La revista Médico-Quirúrgica , órgano de la medicina oficial, entre sus líneas escritas en el mes de enero destacaba condiciones climáticas enrarecidas:
“Los cambios de temperaturas de la quincena se han verificado de un modo brusco sucediéndose muchas veces a los fuertes calores del día, el fresco notable de la noche.” “La temperatura, en algunos días de esta quincena, se ha elevado considerablemente, produciendo fuertes calores que se hacían sentir en las horas avanzadas de la noche.”35
Finalizando el mes volvieron cuantiosas lluvias sobre la ciudad, el edén estaba nuevamente establecido.
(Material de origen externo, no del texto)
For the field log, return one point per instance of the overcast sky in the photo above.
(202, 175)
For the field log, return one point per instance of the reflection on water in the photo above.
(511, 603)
Existe cierto consenso en señalar al 27 de enero, día en que mueren tres personas de fiebre amarilla en la ciudad, cómo fecha de inicio de los días de borrasca. Y mientras se discutía en secreto para no alarmar a la población, si se trataba o no de fiebre amarilla y la mayoría de los diarios llenaban sus espacios con noticias de todo menos de la enfermedad, Mardoqueo Navarro con una frase breve y lapidaria (marca registrada de su pluma), inauguraba lo que se adoptaría luego como el diario de la Gran Epidemia :
Enero 27. Según las listas primitivas de la Municipalidad, 4 de otras fiebres, ninguna de la amarilla. 36
El subrayado sagaz del autor no sólo demuestra que una brisa de inquietud sobrevolaba la ciudad, sino que además se cuestionaba los partes oficiales. Lo cierto es que la enfermedad no dará más prórroga, iniciándose así uno de los capítulos más oscuros y tristes que haya vivenciado Buenos Aires. Derrumbando, incluso, el clima “optimista” que se presagiaba desde las revistas y los almanaques que daban inicio al nuevo año, quienes auguraban, bajo el título Juicio del año tal bienestar:
Lectores no será extraño que este año sea propicio, pues año que tiene juicio nunca puede ser mal año. / Año corriente tan corriente y sano, y tan agradable y tierno, que ni habrá frio en invierno, ni calor en su verano.